Another lever that involves a lot of conscious work is to make sure the student knows what they are working on. I heard people talk about counseling sessions referencing “the COW,” or crisis of the week. Instead of focusing on the crises in succession, it’s more effective to engage the student in their own healing with explicit messaging about what they are working on and whether they are making progress. This involves some relatively simple progress monitoring and measurement-based care – which requires having evidence-based practices and systems.
The humanistic counseling stays in the picture, but that alone is not good enough. We’ve must address skill-building pieces because that’s what’s going to help students toward emotional independence. That, I think, is a hard shift for school systems. I think we can do better and I think that the students are better served by focusing on the strengthening work. I want to give counselors permission and remind them that they have more skills than they think. We are the ones we’ve been waiting for. And there are so many easy progress monitoring tools out there. Even less formal data can be a solid foundation: Are students coming to school? What’s the duration of their time in school? Is it increasing or decreasing? Are they coming for support during their scheduled times or is it all unscheduled crises? What is the duration and intensity of symptoms? What is the trend of these symptoms? All these data points are huge indicators of how a student is doing.
Another easy indicator of need is the number of risk assessments performed. But many school districts don’t have a central data base where they keep track of who has been given a risk assessment for self-harmor suicidal ideation.
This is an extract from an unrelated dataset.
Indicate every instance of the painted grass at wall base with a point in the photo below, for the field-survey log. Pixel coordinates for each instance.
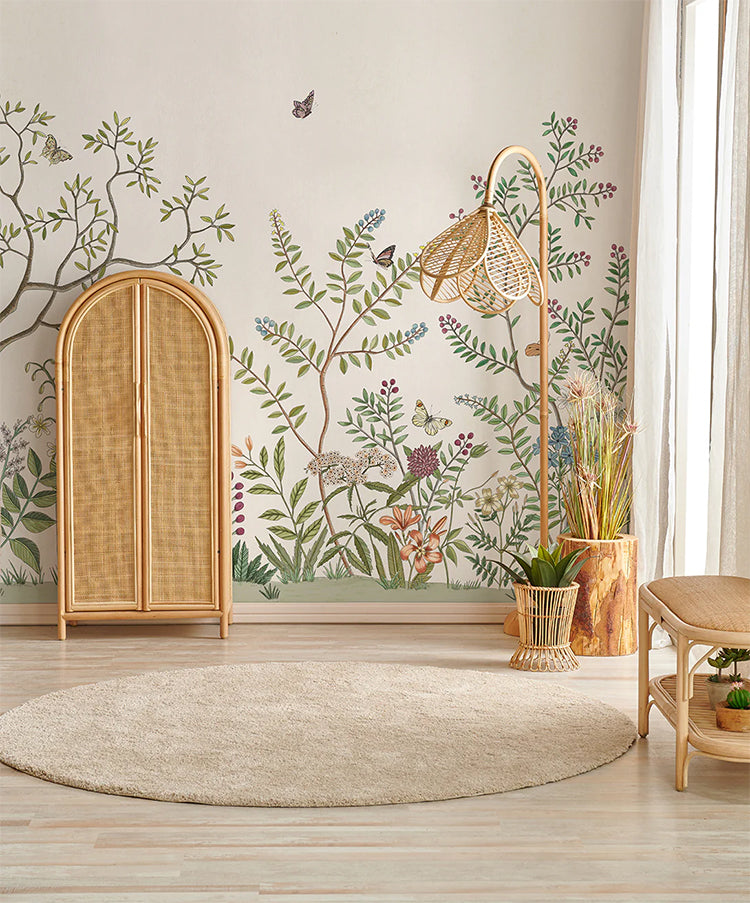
(408, 504)
(347, 479)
That’s not standard operating procedure everywhere.
In Swampscott, we conducted a climate survey. It was nothing fancy, but it did the job. I asked high school students: What are you proud of in school? What’s something you wish your teacher knew? What’s the hardest thing for you in school? What’s the last song you listened to? If you were principal, what would you change? Do you feel you have an adult in the school whom you trust? I then shared the data with school staff so they could create opportunities to connect with students, especially those who couldn’t name a trusted adult.
Q: What can adults in schools learn and do to better serve young people with mental health challenges?
A: A few things:
First, prune before you grow. In other words, take some time to figure out what’s not working and identify what might work better. For example, instead of having an attendance team and a behavior team, and a student support team, might we merge them all together? Or can we meet in a different way that maximizes the time of everyone involved?
Second, organize data systems that everyone understands, that gets everyone what they need in an accessible format and doesn’t live in 10 different silos because you’re paying 10 different tech companies.
Third, as I mentioned earlier, focus on soothing versus strengthening. Where are we just doing soothing work? How can we reduce that? How can we maximize and increase the strengthening work?
What I’m offering is a discussion of how best to shape our systems. It must be done thoughtfully. And it must be done locally. That “power of place” ethos is critically important.